Le Règlement sur l'Intelligence Artificielle (AI Act) introduit des règles rigoureuses pour réguler les systèmes d'IA en Europe. Il vise à établir un équilibre entre la conformité des entreprises aux règles étendues, les obligations contractuelles, la protection des tiers et leur responsabilité en cas de non-respect.

L'accord du 8 décembre 2023 ambitionne de sécuriser l'IA en Europe, en respectant les droits fondamentaux, l’Etat de droit, la durabilité environnementale et la démocratie, tout en offrant un terrain propice à la croissance des entreprises pour prospérer et se développer.

Pour approfondir

Le 21 avril 2021 marquait un tournant dans la régulation de l'IA avec la proposition de la Commission européenne du Règlement AI Act.
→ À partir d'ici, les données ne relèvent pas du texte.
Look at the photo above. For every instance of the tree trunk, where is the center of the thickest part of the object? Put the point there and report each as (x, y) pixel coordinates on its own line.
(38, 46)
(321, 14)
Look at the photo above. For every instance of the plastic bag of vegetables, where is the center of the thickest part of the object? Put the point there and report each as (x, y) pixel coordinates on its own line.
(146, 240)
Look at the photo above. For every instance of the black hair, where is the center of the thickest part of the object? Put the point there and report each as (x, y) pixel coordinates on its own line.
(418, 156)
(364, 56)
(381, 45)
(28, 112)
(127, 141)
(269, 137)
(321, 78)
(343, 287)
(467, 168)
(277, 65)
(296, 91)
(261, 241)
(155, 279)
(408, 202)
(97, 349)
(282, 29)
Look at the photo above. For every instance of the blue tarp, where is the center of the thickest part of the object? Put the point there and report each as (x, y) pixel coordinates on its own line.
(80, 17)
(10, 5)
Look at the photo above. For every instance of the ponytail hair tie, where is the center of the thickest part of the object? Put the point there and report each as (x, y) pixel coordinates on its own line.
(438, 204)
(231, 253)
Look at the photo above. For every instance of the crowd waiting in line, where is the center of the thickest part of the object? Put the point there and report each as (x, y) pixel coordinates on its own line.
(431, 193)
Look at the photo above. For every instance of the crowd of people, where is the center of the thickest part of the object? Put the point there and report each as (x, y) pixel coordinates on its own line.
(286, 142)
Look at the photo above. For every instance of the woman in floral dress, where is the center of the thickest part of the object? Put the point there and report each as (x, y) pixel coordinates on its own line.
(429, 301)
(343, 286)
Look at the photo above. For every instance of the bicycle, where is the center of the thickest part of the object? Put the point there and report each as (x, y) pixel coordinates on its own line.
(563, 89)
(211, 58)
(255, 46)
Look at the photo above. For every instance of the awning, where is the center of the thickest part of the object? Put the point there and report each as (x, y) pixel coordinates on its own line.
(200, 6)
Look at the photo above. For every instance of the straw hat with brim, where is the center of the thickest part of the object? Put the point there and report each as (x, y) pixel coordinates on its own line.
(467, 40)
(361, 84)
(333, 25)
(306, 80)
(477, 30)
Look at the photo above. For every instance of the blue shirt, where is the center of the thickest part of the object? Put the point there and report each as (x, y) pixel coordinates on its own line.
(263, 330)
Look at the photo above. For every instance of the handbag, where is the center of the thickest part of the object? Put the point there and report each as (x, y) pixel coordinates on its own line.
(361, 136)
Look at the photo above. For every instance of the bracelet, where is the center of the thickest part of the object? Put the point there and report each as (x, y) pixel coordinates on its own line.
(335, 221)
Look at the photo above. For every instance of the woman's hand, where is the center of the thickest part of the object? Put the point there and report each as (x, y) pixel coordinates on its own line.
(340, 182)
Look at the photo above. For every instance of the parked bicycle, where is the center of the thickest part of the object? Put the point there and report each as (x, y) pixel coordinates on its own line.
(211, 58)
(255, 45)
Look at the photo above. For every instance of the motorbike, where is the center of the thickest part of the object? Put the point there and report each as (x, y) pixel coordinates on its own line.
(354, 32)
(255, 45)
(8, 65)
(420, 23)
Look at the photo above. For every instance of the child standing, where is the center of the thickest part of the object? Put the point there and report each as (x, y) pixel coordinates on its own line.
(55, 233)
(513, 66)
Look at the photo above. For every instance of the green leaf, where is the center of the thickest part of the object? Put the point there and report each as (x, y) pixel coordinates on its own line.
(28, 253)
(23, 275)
Le Conseil de l'UE prenait son orientation générale le 6 décembre 2022, et le Parlement européen apportait des amendements significatifs le 14 juin 2023. Les discussions trilogues, débutées le 18 juillet 2023, ont abouti à un accord provisoire le 8 décembre 2023, prévoyant une adoption formelle en 2024.

Le règlement vise à « créer un cadre juridique de confiance favorisant l’innovation sur le territoire de l’Union européenne, par une application extraterritoriale » [1], tout en protégeant les données personnelles et la propriété intellectuelle. Cette initiative survient dans un contexte de croissance rapide des applications d'IA, notamment après l'émergence de technologies comme Chat GPT.

Le Parlement européen a insisté sur une réglementation accrue des systèmes d'IA, notamment les IA génératives, qui produisent du contenu varié avec différents niveaux d'autonomie. Cette régulation renforcée découle des préoccupations éthiques croissantes dans le domaine de l'IA, soulignées par l'effervescence autour de Chat GPT.

 

Les principaux axes portés par le Parlement

Les principaux axes du Parlement avant les discussions trilogues incluaient de nouvelles définitions de l'IA, une gradation des interdictions et obligations selon le niveau de risque, la protection des individus, des règles contractuelles plus strictes, et la création d'un bureau européen de l'IA.

L’apport des discussions trilogues

Les discussions trilogues ont mis l'accent sur l'encadrement des IA génératives, demandant plus de transparence et un équilibre entre régulation et compétitivité des entreprises européennes. L'accord final intègre des mesures de protection des droits des citoyens tout en favorisant l'innovation.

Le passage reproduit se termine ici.